Monday, January 21, 2008

Real Free Jazz & Fake New Age

Unlike some recent ST residencies of note, the Element Choir and Nilan Perera’s holyblueghost, Kyle Brenders’s residency hasn’t consistently featured one group and, instead, seems designed primarily with variety in mind. Likely, the no-mean-feat task of getting his players to commit for a string of Thursdays has factored into this decision. However, like his teacher and one of music’s great polymaths, Anthony Braxton, Kyle does well by emphasizing his range of strengths, skills, and musical vision. So, it was no surprise to move from the disciplined, rather earnest silences of his Ensemble one week – see here for my report – to the over-the-top excesses of his Double Trio this past Thursday.

For the first set, Kyle formed subgroup duets according to instrumentation: Bassists Michael Owen Liston and Aaron Lumley, drummers Brandon Valdivia and (Vancouverite guest) Dan Gaucher, and he and tenorist Colin Fisher. Though altogether more demonstrative than anything that happened a week earlier, these had the somewhat polite feel of a warm-up, and it wasn’t until the subsequent small group when Fisher, Lumley, and (in particular) Brandon Valdivia started generating some real heat.

The second set was a full double-trio blowout, and less interesting for it, since the expanded group found most common ground in fairly idiomatic free jazz conventions; several times, before and after long, loud solos, they defaulted to the static timbral soup that William Parker, at his U of T workshop a year ago, mockingly called “the avant-garde drone.” Regardless, there was still much to enjoy, especially Kyle’s alto playing that, at times, evoked Joe McPhee’s soulful Ayler-on-alto bray that featured so prominently during Joe’s September 2006 Interface Series. The contrast between drummers was equally stimulating, with the amazingly fleet Valdivia zipping around and animating Gaucher’s more deliberate, rock-ish gestures. And, in case there is any doubt, it all got pretty damn loud.

Saturday night, as promised, featured the Fake New Age Music Band, and I was pleasantly surprised to have Josh Thorpe, Jason Benoit, and Allison Cameron open for them. I hadn’t heard this trio play before and, despite the constantly brilliant sounds that Allison was getting out of her cheapo electronic keyboard and pedals, it took awhile to overcome my initially skeptical response to the set. They seemed to adhere to an approach that prizes a rather self-conscious brand of noodling, perhaps as a way to side-step straightforwardly ‘responsive’ responses, and the results seemed all too haphazard at first. By the second piece, though, I’d discovered a fairly exquisite coherence in it all, and all of the disparate internal details came duly to collective life. Josh’s guitar playing is beautifully subdued, though my highlight came when he stepped out with an episode of controlled feedback with which Allison, then on her amazing electric toy saxophone, entered into a momentarily mind-bending dialogue.
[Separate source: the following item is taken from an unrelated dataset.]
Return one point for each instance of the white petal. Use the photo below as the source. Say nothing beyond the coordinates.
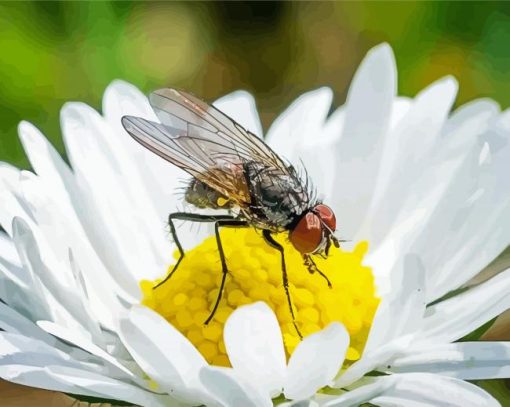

The New Agers, however, seemed to have a hard time finding any such dialogue (if that was indeed a goal – the project seems perverse enough that I’d be foolish to assume so) and mostly the trio's music skirted around on the surface of things for their shortish set. Ryan Driver was amazing on thumb reeds – which he played exclusively – as he responded occasionally but generally contrasted with the ‘sounds of nature’ furnished by Andrew Wedman on records, CDs and sundry electronics. A brief episode of thumb-reed birdsong mimicry was totally breathtaking. Michael Keith picked his spots on his acoustic guitar but occasionally seemed at a loss in the face of Ryan’s inscrutability as an improviser. The set ended oddly and abruptly, leaving a further disjointed edge to the music; this could well have been intentional, though they may have simply been good-naturedly throwing in the towel for this one.

1 comment:

Unknown said...

Wow Scott....now I know why it takes you more than a minute to get a post up. Your posts are very articulate, well thought out...maybe even edited. It is writing that is really worth reading and I will try to make sure I post a link from my blog (which is quite the opposite..haha)

thanks for a great night at SW tonight with the Cluttertones!